Open Source Features

  • Distributed real-time computing

    In a Storm cluster, each machine supports the running of multiple work processes and each work process can create multiple threads. Each thread can execute multiple tasks. A task indicates concurrent data processing.

  • High fault tolerance

    During message processing, if a node or a process is faulty, the message processing unit can be redeployed.

  • Reliable messages

    Data processing methods including At-Least Once, At-Most Once, and Exactly Once are supported.

  • Security mechanism

    Storm provides Kerberos-based authentication and pluggable authorization mechanisms, supports SSL Storm UI and Log Viewer UI, and supports security integration with other big data platform components (such as ZooKeeper and HDFS).

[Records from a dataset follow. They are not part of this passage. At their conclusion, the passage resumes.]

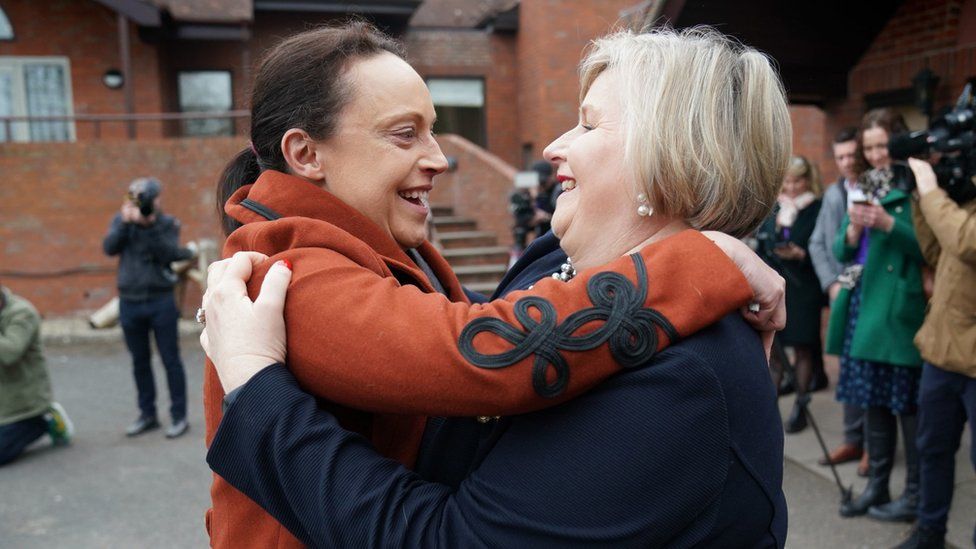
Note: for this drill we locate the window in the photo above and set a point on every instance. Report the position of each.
(36, 87)
(460, 104)
(6, 30)
(206, 91)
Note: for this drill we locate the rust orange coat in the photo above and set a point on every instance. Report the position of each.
(384, 354)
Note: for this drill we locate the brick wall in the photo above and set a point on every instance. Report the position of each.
(551, 38)
(478, 54)
(922, 33)
(57, 199)
(479, 189)
(811, 140)
(87, 34)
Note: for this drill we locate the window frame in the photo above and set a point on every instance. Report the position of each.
(484, 99)
(13, 34)
(179, 101)
(19, 100)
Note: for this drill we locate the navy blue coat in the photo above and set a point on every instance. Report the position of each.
(686, 450)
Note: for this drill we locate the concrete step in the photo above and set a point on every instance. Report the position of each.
(466, 239)
(453, 224)
(486, 288)
(470, 274)
(442, 210)
(480, 255)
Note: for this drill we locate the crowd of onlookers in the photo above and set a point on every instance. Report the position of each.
(897, 267)
(146, 240)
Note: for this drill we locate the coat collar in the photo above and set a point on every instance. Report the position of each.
(290, 196)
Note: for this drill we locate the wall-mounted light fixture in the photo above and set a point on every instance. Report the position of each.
(113, 79)
(923, 86)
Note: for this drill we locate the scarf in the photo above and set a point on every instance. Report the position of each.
(789, 208)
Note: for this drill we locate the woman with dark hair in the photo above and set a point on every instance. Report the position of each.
(875, 317)
(674, 446)
(784, 242)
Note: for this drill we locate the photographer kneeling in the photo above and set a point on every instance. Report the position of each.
(946, 232)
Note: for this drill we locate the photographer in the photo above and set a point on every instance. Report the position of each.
(532, 209)
(147, 241)
(947, 341)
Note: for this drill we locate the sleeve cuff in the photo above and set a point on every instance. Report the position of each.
(258, 400)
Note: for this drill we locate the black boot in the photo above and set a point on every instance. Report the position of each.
(882, 433)
(904, 508)
(923, 538)
(797, 420)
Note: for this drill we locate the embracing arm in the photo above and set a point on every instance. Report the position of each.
(536, 488)
(362, 340)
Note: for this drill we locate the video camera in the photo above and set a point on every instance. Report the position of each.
(143, 193)
(951, 134)
(523, 211)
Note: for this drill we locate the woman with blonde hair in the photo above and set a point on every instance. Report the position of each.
(677, 131)
(784, 241)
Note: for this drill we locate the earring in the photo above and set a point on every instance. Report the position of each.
(643, 209)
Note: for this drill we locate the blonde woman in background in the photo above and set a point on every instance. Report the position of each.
(784, 240)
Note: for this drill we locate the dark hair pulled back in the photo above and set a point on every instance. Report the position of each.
(298, 84)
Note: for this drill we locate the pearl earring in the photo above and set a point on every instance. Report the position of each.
(643, 209)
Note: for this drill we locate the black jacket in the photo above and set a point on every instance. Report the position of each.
(686, 450)
(145, 254)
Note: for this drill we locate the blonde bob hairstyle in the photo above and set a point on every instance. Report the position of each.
(707, 128)
(804, 169)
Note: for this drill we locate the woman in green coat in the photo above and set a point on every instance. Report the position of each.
(875, 318)
(784, 239)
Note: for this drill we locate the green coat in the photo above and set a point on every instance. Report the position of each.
(25, 390)
(892, 300)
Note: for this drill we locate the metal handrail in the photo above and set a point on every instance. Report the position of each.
(98, 119)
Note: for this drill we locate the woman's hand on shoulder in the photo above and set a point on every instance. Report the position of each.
(242, 337)
(768, 287)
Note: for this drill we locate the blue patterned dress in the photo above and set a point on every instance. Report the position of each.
(868, 384)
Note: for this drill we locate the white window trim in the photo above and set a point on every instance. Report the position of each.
(20, 130)
(4, 18)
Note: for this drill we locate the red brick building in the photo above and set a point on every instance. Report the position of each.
(82, 83)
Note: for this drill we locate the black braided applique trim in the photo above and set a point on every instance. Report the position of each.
(628, 326)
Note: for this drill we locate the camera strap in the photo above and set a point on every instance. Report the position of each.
(260, 209)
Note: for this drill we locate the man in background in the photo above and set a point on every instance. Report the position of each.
(828, 268)
(26, 409)
(147, 241)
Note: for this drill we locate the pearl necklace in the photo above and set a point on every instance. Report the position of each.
(566, 272)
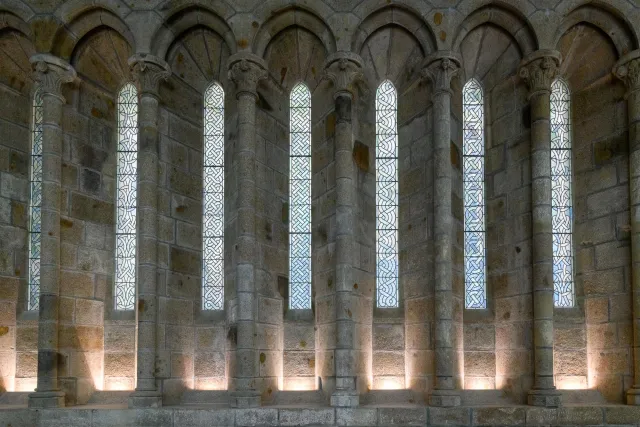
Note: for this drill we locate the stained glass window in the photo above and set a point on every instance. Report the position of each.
(213, 200)
(386, 196)
(126, 198)
(473, 193)
(300, 198)
(35, 201)
(561, 201)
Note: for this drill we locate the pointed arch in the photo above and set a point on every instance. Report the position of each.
(213, 200)
(561, 195)
(387, 294)
(473, 151)
(35, 202)
(126, 198)
(300, 198)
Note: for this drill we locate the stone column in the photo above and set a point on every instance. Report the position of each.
(246, 69)
(628, 69)
(148, 71)
(343, 69)
(50, 74)
(440, 69)
(538, 71)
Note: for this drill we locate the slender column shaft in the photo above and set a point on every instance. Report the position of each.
(628, 69)
(440, 69)
(50, 73)
(538, 72)
(246, 70)
(148, 72)
(344, 70)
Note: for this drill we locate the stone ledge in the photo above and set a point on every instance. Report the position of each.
(181, 416)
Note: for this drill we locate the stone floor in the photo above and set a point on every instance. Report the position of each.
(406, 415)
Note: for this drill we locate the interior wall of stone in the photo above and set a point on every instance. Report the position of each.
(498, 341)
(194, 350)
(18, 330)
(293, 56)
(601, 229)
(393, 53)
(97, 350)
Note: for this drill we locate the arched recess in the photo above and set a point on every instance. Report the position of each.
(68, 37)
(599, 147)
(185, 20)
(289, 17)
(16, 47)
(509, 20)
(607, 20)
(397, 16)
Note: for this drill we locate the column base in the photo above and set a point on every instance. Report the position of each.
(145, 399)
(46, 399)
(545, 398)
(245, 399)
(633, 396)
(345, 399)
(445, 398)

  • Flexible topology defining and deployment

    The Flux framework is used to define and deploy service topologies. If the service DAG is changed, users only need to modify YAML domain specific language (DSL), but do not need to recompile or package service code.

  • Integration with external components

    Storm supports integration with multiple external components such as Kafka, HDFS, HBase, Redis, and JDBC/RDBMS, implementing services that involve multiple data sources.